The kind of cooking here is more of pan-frying rather than deep-frying.
If you will notice, eggplants are like sponges - they tend to soak up a lot of oil when deep-fried, so I just use a little oil and brush them on the eggplant.
Pan-fried eggplants are usually served to complement a main dish.
Perfect with Binagoongang Baboy or any fried or broiled fish.
I often hear that of all vegetables, eggplants are the least nutritious, and all they give you is fiber -- an absolute misconception!
According to The World's Healthiest Food website , aside from dietary fibers, vitamins and minerals, they are brain food and rich in antioxidant compound. They're also good for cardiovascular health and for free radical protection.
Wow, not bad for this most maligned veggie...
Around here in NJ, the kind we Filipinos cook back home is called Japanese Eggplant.
It's distinguishable from the Italian kind wherein the latter is bigger, much fatter, and needs longer cooking time.
YOUR SHOPPING LIST:
IN THE PANTRY:
1 Brush the eggplant with oil, then season with salt and pepper sparingly.

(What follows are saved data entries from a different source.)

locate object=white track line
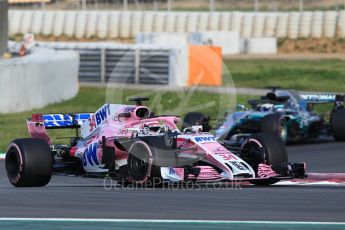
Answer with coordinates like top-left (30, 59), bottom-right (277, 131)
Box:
top-left (0, 218), bottom-right (344, 225)
top-left (276, 181), bottom-right (345, 186)
top-left (0, 153), bottom-right (5, 160)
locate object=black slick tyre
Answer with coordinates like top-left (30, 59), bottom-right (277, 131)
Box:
top-left (242, 133), bottom-right (288, 185)
top-left (5, 138), bottom-right (53, 187)
top-left (331, 108), bottom-right (345, 141)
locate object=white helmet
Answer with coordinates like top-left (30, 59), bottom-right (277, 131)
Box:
top-left (260, 103), bottom-right (274, 112)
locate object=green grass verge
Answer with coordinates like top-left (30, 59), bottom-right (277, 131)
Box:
top-left (0, 87), bottom-right (253, 152)
top-left (224, 59), bottom-right (345, 92)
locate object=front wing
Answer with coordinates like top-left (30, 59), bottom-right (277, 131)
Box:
top-left (160, 162), bottom-right (306, 183)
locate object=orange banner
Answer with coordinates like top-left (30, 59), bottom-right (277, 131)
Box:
top-left (188, 45), bottom-right (222, 87)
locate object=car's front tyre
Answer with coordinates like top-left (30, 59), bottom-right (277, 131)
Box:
top-left (241, 133), bottom-right (288, 185)
top-left (331, 108), bottom-right (345, 141)
top-left (182, 112), bottom-right (212, 132)
top-left (261, 114), bottom-right (288, 143)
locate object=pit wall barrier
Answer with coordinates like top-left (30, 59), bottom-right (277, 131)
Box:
top-left (0, 48), bottom-right (79, 113)
top-left (34, 41), bottom-right (221, 87)
top-left (136, 32), bottom-right (276, 55)
top-left (244, 38), bottom-right (277, 54)
top-left (8, 10), bottom-right (345, 39)
top-left (35, 42), bottom-right (189, 87)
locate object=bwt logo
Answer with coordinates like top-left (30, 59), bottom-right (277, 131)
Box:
top-left (83, 142), bottom-right (99, 166)
top-left (124, 106), bottom-right (136, 113)
top-left (194, 136), bottom-right (216, 142)
top-left (169, 168), bottom-right (184, 176)
top-left (95, 104), bottom-right (111, 125)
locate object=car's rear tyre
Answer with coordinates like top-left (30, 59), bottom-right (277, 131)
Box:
top-left (242, 133), bottom-right (288, 185)
top-left (182, 112), bottom-right (211, 132)
top-left (261, 114), bottom-right (288, 143)
top-left (5, 138), bottom-right (53, 187)
top-left (331, 108), bottom-right (345, 141)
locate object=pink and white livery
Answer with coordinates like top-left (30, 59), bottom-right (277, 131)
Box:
top-left (5, 97), bottom-right (305, 187)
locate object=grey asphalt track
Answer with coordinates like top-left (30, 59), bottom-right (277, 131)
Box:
top-left (0, 141), bottom-right (344, 222)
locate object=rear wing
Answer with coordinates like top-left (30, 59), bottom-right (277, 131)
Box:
top-left (299, 94), bottom-right (344, 112)
top-left (300, 94), bottom-right (344, 105)
top-left (28, 113), bottom-right (93, 129)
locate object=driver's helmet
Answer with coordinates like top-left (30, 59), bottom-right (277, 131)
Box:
top-left (260, 103), bottom-right (274, 112)
top-left (273, 104), bottom-right (285, 111)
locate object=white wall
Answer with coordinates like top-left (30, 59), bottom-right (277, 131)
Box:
top-left (244, 37), bottom-right (277, 54)
top-left (136, 32), bottom-right (189, 46)
top-left (0, 48), bottom-right (79, 113)
top-left (189, 31), bottom-right (240, 55)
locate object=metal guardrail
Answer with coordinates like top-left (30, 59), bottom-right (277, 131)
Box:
top-left (78, 49), bottom-right (102, 82)
top-left (54, 47), bottom-right (170, 84)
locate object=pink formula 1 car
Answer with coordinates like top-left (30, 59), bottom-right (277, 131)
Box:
top-left (5, 98), bottom-right (305, 187)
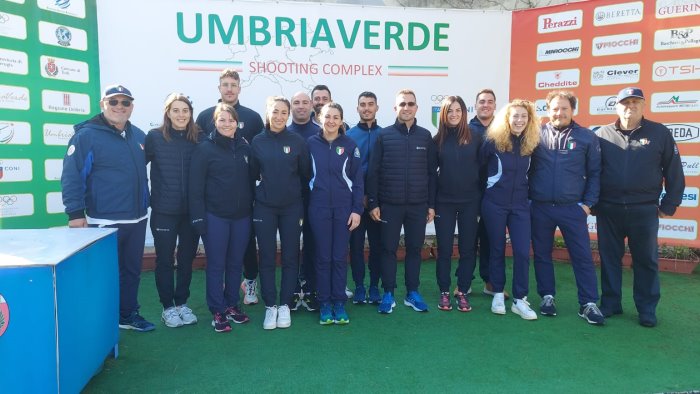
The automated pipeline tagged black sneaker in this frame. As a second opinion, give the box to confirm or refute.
[639,313,657,328]
[579,303,605,325]
[540,295,557,316]
[211,312,231,333]
[302,292,319,312]
[119,312,155,332]
[225,306,250,324]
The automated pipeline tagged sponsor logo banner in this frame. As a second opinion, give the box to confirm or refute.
[0,84,29,110]
[538,10,583,33]
[46,192,64,214]
[681,155,700,175]
[0,12,27,40]
[37,0,86,19]
[0,121,30,145]
[667,123,700,143]
[589,95,618,115]
[43,123,75,146]
[654,26,700,51]
[661,187,699,207]
[590,63,640,86]
[0,194,34,218]
[535,68,579,90]
[0,48,28,75]
[0,159,33,182]
[534,99,579,118]
[594,1,644,26]
[44,159,63,181]
[536,39,582,62]
[651,91,700,112]
[656,0,700,19]
[592,32,642,56]
[38,21,88,51]
[658,218,698,240]
[41,90,90,114]
[39,55,89,83]
[653,58,700,82]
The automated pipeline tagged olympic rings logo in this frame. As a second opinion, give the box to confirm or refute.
[0,13,10,24]
[430,95,451,104]
[0,195,18,206]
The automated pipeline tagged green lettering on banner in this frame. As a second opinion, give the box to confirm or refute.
[337,20,361,49]
[276,17,296,46]
[208,14,244,44]
[408,22,429,50]
[177,12,201,43]
[384,21,403,50]
[250,16,271,45]
[364,20,380,50]
[311,19,335,48]
[300,18,308,47]
[434,23,449,51]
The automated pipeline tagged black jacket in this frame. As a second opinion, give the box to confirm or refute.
[366,118,438,209]
[189,132,253,234]
[146,127,205,215]
[195,101,264,144]
[595,118,684,215]
[435,127,483,204]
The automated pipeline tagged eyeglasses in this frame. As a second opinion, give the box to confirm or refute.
[398,102,416,107]
[107,99,132,107]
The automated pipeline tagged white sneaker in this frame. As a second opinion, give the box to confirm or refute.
[512,297,538,320]
[491,293,506,315]
[162,306,184,328]
[177,304,198,325]
[345,286,354,298]
[241,279,259,305]
[263,306,278,330]
[277,304,291,328]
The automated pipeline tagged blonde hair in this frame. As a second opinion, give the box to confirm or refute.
[486,99,540,156]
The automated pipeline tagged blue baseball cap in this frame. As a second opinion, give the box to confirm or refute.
[103,84,134,100]
[617,87,644,102]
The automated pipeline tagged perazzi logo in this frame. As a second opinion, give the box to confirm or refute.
[542,17,578,29]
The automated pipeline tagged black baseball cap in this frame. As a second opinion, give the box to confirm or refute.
[617,87,644,102]
[103,84,134,100]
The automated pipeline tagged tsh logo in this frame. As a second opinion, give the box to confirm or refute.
[671,29,693,39]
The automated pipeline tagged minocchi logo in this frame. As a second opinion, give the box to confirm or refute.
[0,294,9,337]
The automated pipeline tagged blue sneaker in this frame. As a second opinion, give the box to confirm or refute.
[333,302,350,324]
[404,291,429,312]
[378,292,396,314]
[353,285,367,304]
[119,312,155,332]
[319,302,333,325]
[368,286,382,304]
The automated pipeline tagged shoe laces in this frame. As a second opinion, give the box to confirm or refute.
[517,297,532,309]
[245,281,257,296]
[409,291,424,303]
[440,292,450,304]
[382,292,393,303]
[542,295,555,308]
[178,305,193,314]
[583,303,602,316]
[455,292,468,305]
[265,306,277,317]
[164,308,179,320]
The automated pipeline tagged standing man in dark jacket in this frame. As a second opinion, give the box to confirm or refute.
[195,68,264,305]
[61,84,154,332]
[367,89,438,314]
[529,90,605,325]
[594,87,685,328]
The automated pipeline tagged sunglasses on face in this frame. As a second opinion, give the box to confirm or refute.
[398,102,416,107]
[107,99,132,107]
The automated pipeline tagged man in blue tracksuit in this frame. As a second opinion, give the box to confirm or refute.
[195,68,265,305]
[594,87,684,328]
[529,90,605,325]
[346,91,382,304]
[61,84,154,332]
[288,91,322,311]
[367,89,438,314]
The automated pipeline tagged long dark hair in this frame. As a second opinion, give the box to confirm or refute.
[434,95,471,148]
[158,93,199,143]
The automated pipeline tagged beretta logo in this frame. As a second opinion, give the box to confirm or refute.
[656,0,700,19]
[536,39,581,62]
[535,68,579,90]
[654,26,700,51]
[594,1,644,26]
[590,63,640,86]
[651,91,700,112]
[681,155,700,176]
[538,10,583,34]
[653,58,700,82]
[666,123,700,143]
[592,32,642,56]
[589,95,618,115]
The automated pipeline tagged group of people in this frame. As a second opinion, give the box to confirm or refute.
[61,69,685,333]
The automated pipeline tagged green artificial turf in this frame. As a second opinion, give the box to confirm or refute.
[84,260,700,393]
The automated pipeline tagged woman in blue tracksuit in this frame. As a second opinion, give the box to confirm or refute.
[479,99,540,320]
[433,96,482,313]
[145,93,204,328]
[250,96,311,330]
[307,102,364,325]
[189,103,253,333]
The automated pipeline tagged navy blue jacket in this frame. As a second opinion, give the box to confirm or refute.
[288,119,321,141]
[529,121,600,207]
[250,128,311,208]
[308,132,364,214]
[195,101,264,144]
[595,118,685,215]
[469,116,491,139]
[146,127,205,215]
[435,127,483,204]
[480,135,531,207]
[61,114,149,221]
[189,132,252,234]
[366,119,438,209]
[346,120,381,184]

2 Heat up the pan on medium(use a Teflon pan if available), put the remaining tablespoon oil on the pan to coat it.
3 Put the eggplants in, cut side down first and leave it for 3-4 minutes or until golden brown.
4 Flip to cook other side. If it's soft and no resistance to the touch, it should be ready.
5 Serve as it is or with a lemon/soy sauce dip.